First, we need to find the probability of choosing the best partner for a given $r$ and $n$. This probability can be expressed as two events happening together: you stopping at element $i+1$ and the maximum element being element $i+1$ (we're using $i+1$ instead of just $i$ because it will be mathematically convenient later). These two events are independent and so we can find the probability of each one and then multiply them together.

The probability of the maximum element from all $n$ elements being the $i+1$th element is $\frac{1}{n}$.

The other probability is a little trickier. To stop at element $i+1$, all the elements prior to $i+1$ have to be less than the reference we got from the first $r$ elements. If a larger element is found sooner, we would have stopped there. Therefore, we are interested in the probability that the maximum element from the first $i$ elements is among the first $r$ elements, which is $\frac{r}{i}$. This is assuming that $i+1 \geq r+1$, since we cannot choose any partner before the $r+1$th partner.

Multiplying these two probabilities, we get $\frac{r}{n \times i}$. But this is the probability for a given $i+1$, whereas we want the probability for any $i+1$. Each $i+1$ is mutually exclusive so we can add up the probability of each $i+1$. Given that $i+1$ must be greater than or equal to $r+1$ by definition,

$$P(r, n) = \sum_{i=r}^{n}\frac{r}{n \times i} = \frac{r}{n}\sum_{i=r}^{n}\frac{1}{i}$$

Great, so now we have the probability of making a successful selection given $r$ and $n$. Now how do we find at what $r$ is this maximum? Normally we would find the derivative of this equation with respect to $r$ and see what $r$ has to be for the derivative to be 0 (the turning point), but we can't differentiate this expression because $r$ is discrete. We also cannot treat $r$ as continuous because it is used as the starting point in the summation. But if we focus on finding $\frac{r}{n}$ rather than $r$, then we can do so in a round about way.

Start by multiplying $\frac{1}{n}$ with the expression like this:

$$\frac{r}{n}\sum_{i=r}^{n}\frac{n}{i} \frac{1}{n}$$

We can do this since $n$ cannot be zero. Now what will this expression look like if we let $n$ go to infinity?

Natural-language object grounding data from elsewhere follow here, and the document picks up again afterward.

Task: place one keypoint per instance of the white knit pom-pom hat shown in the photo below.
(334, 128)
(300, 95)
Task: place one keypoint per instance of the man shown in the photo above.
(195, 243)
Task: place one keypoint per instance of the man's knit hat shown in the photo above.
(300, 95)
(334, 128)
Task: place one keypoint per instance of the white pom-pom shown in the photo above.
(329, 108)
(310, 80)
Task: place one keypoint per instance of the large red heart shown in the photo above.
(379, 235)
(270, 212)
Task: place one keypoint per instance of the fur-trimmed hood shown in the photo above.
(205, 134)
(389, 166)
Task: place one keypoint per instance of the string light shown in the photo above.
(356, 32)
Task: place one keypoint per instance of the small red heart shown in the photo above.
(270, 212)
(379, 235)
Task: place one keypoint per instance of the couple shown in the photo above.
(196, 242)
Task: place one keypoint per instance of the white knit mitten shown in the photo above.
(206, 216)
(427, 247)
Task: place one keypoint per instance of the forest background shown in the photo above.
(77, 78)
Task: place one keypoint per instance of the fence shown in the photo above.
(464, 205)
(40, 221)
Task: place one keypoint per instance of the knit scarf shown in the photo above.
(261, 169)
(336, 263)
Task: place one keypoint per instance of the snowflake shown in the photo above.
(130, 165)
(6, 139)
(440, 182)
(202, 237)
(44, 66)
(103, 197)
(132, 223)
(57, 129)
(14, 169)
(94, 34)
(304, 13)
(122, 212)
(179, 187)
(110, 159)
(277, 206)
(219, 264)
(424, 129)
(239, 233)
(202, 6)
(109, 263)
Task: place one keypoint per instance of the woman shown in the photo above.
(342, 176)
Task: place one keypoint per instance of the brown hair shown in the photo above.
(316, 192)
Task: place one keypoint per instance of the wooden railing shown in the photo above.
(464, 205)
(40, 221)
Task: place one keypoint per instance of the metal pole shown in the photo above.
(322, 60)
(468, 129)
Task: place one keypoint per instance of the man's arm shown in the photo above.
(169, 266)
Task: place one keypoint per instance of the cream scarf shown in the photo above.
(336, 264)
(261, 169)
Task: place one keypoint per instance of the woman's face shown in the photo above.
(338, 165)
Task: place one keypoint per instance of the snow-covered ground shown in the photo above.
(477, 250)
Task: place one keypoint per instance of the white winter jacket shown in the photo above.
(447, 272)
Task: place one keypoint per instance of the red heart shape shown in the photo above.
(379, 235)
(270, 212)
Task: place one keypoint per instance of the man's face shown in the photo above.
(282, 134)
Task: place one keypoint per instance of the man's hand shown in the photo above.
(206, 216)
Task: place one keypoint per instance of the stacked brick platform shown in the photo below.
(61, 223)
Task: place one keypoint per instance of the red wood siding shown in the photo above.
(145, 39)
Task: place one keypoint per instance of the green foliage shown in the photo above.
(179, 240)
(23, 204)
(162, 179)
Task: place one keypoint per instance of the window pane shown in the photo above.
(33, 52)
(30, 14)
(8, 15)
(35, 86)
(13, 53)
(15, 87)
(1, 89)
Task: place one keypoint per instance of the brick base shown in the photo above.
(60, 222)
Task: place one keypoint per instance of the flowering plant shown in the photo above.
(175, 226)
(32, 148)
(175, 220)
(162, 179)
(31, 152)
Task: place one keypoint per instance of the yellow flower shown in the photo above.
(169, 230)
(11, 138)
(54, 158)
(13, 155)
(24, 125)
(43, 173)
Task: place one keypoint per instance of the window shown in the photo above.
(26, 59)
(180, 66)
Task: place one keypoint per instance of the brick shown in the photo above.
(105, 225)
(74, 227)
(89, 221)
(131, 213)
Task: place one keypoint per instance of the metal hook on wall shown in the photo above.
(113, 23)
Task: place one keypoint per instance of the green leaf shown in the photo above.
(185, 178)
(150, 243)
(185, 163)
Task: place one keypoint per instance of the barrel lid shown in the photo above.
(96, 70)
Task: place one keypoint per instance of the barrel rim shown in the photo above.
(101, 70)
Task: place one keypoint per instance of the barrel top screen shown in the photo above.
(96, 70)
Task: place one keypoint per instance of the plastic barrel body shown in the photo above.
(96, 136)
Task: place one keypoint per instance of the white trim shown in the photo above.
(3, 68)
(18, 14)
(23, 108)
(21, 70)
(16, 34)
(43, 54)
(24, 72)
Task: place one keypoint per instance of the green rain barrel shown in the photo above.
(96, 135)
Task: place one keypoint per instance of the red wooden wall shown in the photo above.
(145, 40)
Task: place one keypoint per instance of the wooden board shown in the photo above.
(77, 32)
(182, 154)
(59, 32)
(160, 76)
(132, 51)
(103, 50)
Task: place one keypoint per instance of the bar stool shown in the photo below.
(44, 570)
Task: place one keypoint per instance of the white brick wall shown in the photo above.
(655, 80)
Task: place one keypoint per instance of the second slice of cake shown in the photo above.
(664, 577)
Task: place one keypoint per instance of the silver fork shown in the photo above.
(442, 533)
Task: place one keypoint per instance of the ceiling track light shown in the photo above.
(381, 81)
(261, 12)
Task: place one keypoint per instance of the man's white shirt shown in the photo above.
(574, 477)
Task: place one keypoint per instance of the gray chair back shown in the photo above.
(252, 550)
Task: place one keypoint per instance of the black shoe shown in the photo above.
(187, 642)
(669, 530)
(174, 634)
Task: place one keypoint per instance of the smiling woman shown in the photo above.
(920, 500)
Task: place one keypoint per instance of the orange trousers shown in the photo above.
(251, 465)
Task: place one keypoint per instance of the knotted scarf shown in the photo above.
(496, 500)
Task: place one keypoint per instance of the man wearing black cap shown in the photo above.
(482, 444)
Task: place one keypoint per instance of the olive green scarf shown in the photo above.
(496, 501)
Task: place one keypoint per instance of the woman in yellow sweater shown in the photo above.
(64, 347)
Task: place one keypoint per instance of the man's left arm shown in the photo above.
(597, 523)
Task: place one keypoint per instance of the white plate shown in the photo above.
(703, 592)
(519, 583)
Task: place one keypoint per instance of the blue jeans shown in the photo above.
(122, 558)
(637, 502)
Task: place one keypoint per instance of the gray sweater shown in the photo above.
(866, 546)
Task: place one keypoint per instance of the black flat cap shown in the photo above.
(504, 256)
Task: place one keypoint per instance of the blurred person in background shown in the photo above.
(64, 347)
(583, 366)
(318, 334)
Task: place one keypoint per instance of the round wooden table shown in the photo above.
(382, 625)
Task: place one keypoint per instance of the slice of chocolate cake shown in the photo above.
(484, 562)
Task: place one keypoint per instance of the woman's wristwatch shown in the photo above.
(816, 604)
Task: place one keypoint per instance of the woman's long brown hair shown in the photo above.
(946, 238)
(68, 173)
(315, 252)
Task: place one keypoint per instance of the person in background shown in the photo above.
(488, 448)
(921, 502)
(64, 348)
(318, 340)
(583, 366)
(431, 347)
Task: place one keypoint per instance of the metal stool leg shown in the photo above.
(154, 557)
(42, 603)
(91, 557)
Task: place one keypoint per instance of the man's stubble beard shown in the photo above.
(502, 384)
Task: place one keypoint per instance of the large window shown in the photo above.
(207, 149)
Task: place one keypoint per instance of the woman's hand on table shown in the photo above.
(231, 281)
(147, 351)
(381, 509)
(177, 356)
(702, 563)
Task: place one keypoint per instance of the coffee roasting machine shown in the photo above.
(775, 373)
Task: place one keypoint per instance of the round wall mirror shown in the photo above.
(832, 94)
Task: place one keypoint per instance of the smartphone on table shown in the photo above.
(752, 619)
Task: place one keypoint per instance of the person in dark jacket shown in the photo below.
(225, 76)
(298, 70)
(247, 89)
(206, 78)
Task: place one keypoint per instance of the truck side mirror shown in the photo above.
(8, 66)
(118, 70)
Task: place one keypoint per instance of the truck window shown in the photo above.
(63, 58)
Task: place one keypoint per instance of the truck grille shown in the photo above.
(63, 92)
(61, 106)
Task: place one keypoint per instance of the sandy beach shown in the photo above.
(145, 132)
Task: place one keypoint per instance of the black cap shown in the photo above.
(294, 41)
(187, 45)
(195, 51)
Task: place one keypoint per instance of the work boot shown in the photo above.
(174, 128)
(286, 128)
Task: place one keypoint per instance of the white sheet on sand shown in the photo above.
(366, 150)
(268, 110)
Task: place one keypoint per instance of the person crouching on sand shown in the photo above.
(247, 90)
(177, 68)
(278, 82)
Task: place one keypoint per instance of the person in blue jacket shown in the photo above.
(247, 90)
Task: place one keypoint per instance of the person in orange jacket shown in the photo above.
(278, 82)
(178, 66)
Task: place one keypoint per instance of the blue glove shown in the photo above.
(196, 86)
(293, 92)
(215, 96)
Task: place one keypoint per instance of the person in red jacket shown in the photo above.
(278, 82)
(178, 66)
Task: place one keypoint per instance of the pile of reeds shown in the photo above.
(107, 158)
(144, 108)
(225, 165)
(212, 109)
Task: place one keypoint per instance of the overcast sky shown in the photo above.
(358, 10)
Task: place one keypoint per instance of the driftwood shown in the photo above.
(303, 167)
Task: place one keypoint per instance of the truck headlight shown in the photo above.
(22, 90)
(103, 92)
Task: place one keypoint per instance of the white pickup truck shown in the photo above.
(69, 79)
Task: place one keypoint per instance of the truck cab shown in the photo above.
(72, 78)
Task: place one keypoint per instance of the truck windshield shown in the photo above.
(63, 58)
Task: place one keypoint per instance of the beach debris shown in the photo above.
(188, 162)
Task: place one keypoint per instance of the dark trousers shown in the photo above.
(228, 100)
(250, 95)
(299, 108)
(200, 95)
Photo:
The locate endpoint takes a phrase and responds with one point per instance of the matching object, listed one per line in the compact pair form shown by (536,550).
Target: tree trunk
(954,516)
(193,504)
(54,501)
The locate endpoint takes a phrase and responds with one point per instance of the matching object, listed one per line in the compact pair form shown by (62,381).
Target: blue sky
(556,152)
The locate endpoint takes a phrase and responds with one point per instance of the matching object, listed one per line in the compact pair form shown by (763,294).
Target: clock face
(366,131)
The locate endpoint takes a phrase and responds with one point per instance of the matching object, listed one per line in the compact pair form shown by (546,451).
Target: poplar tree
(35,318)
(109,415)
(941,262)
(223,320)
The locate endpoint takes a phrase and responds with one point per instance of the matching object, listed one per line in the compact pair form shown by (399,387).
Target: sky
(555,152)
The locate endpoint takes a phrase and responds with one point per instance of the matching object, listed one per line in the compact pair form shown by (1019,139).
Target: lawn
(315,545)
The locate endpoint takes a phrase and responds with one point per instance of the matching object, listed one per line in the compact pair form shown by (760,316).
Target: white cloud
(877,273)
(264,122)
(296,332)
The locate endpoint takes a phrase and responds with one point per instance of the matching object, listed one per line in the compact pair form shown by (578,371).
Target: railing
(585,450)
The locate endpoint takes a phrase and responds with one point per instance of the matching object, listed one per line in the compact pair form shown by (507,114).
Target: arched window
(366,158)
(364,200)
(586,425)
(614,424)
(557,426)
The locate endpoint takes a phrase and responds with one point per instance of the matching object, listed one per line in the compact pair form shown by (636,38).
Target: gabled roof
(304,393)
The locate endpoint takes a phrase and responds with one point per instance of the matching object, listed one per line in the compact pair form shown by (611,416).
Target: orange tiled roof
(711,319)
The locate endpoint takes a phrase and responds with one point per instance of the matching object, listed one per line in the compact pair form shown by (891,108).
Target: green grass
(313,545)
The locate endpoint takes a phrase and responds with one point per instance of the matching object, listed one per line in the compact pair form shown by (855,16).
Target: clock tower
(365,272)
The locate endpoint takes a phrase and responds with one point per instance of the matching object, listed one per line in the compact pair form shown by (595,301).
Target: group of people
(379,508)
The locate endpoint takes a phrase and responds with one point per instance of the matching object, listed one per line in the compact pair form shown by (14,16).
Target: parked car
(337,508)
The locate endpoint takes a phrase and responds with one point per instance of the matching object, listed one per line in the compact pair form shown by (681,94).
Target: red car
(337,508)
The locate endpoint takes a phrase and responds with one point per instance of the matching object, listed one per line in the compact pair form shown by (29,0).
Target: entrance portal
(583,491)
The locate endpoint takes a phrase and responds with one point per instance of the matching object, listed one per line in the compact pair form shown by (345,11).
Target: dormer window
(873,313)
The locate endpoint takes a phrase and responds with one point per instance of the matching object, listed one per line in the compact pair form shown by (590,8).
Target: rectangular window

$$\lim_{n \to \infty} \frac{r}{n}\sum_{i=r}^{n}\frac{n}{i} \frac{1}{n}$$

Let $x = \lim_{n \to \infty} \frac{r}{n}$ and $t = \lim_{n \to \infty} \frac{i}{n}$. In this case, the summation looks like a Reinmann sum, that is, it is adding together the areas of equally wide rectangular strips in a fixed region under a graph. As the width of the strips goes to zero, the total area of all the strips equals the area under the graph (in the fixed region), making it equal to the definite integral of the graph. In this case, the graph is $f(t) = \frac{1}{t}$, the width of the strips is $\frac{1}{n}$, and the region is between $\frac{r}{n}$ and $\frac{n}{n}$. This means the following:

$$\lim_{n \to \infty} \frac{r}{n}\sum_{i=r}^{n}\frac{n}{i} \frac{1}{n} = x\int_x^1 \frac{1}{t} dt$$

Great. So now we need to find the turning point of $x\int_x^1 \frac{1}{t} dt$ with respect to $x$ in order to know what $\frac{r}{n}$ gives the most probable success. This comes as follows:

$$\begin{align} \frac{d}{dx} (x\int_x^1 \frac{1}{t} dt) &= 0 \\ \frac{d}{dx} x(\ln(1) - \ln(x)) &= 0 \\ \frac{d}{dx} -x\ln(x) &= 0 \\ -\ln(x) - 1 &= 0 \\ x &= \frac{1}{e} \\ \end{align}$$

Which says that the number of partners you should date before looking for a serious relationship is the total number of partners you will date divided by $\frac{1}{e}$, or about 37% of the number of people you'll go out with.